When an agency claims to discover in a long-extant statute an unheralded power to regulate “a significant portion of the American economy,” Brown & Williamson, 529 U. S., at 159, we typically greet its announcement with a measure of skepticism. We expect Congress to speak clearly if it wishes to assign to an agency decisions of vast “economic and political significance.”

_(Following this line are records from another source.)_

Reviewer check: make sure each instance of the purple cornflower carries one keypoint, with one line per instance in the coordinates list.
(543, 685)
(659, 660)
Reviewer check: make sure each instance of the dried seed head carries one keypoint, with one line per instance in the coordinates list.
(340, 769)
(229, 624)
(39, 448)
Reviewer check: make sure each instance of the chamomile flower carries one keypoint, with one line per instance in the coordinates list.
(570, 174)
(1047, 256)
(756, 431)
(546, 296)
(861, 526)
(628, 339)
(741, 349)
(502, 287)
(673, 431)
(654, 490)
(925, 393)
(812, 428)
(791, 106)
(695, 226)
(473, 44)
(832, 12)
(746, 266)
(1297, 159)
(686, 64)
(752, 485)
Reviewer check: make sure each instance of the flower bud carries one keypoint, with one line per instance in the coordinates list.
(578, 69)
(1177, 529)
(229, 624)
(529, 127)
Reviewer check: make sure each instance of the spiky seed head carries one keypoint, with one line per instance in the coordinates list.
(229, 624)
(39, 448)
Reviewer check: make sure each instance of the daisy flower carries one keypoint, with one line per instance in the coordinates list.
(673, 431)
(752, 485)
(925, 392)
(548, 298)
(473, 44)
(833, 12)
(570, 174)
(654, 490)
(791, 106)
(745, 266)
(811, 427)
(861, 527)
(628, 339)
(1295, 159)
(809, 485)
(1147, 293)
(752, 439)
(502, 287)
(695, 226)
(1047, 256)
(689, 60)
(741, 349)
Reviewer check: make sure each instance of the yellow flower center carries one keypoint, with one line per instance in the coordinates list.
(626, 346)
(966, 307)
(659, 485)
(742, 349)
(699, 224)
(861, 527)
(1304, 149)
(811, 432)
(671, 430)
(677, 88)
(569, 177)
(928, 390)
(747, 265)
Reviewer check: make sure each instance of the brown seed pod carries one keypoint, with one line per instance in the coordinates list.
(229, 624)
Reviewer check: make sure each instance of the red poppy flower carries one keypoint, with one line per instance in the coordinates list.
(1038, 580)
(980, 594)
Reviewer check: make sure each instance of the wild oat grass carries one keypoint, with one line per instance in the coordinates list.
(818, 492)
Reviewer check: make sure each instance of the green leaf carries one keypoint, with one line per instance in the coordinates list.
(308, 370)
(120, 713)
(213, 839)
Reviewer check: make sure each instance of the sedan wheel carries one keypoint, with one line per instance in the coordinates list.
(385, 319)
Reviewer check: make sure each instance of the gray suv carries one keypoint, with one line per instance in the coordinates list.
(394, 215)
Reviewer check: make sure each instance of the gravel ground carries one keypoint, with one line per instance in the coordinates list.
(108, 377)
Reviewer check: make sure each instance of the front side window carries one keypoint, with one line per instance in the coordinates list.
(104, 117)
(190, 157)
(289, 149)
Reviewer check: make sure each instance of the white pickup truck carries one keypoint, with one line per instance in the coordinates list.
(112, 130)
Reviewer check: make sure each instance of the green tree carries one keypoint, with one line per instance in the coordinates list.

The argument Justices Kavanaugh and Scalia made is known as the “major questions doctrine.” More colloquially, it is also known as the “elephant in a mouse hole” doctrine: as Justice Scalia stated in another environmental case, “Congress … does not alter the fundamental details of a regulatory scheme in vague terms or ancillary provisions–it does not, one might say, hide elephants in mouseholes.”  In other words, if Congress wanted a statute to, say, cover discrimination on the basis of sexual orientation or regulate carbon emissions, it would have said so.

Justice Gorsuch explicitly addressed and rejected the “elephant in a mousehole” idea in today’s Title VII decision:

The weighty implications of the employers’ argument from expectations also reveal why they cannot hide behind the no-elephants-in-mouseholes canon. That canon recognizes that Congress “does not alter the fundamental details of a regulatory scheme in vague terms or ancillary provisions.” Whitman v. American Trucking Assns., Inc., 531 U. S. 457, 468 (2001). But it has no relevance here. We can’t deny that today’s holding—that employers are prohibited from firing employees on the basis of homosexuality or transgender status—is an elephant. But where’s the mousehole? Title VII’s prohibition of sex discrimination in employment is a major piece of federal civil rights legislation. It is written in starkly broad terms. It has repeatedly produced unexpected applications, at least in the view of those on the receiving end of them. Congress’s key drafting choices—to focus on discrimination against individuals and not merely between groups and to hold employers liable whenever sex is a but-for cause of the plaintiff ’s injuries—virtually guaranteed that unexpected applications would emerge over time. This elephant has never hidden in a mousehole; it has been standing before us all along.

It isn’t hard to imagine a similar argument being made about regulating carbon emissions. After all, Congress defined air pollution in starkly broad terms.  EPA has added pollutants to regulate that we didn’t even know caused health problems at the time the Clean Air Act was adopted in 1970, like fine particulate matter (first regulated in 1997).  The definition of an air pollutant isn’t a mouse hole but something much bigger, “virtually guarantee[ing] that unexpected applications would emerge over time.”

Justice Gorsuch has yet to weigh in on a major climate change case so it’s hard to know where he will come down. But his decision in today’s case will surely be used to try to persuade him that broad regulation of greenhouse gases under the Clean Air Act is squarely within the plain text of the statute.

There will be other arguments that may appeal to Gorsuch and the other conservative justices about whether Congress can delegate expansive power to an administrative agency to develop and implement a statute. Today’s decision doesn’t touch on the so-called non-delegation doctrine.  But Gorsuch just gave proponents of using the Clean Air Act for expansive regulation of greenhouse gases a potent new precedent.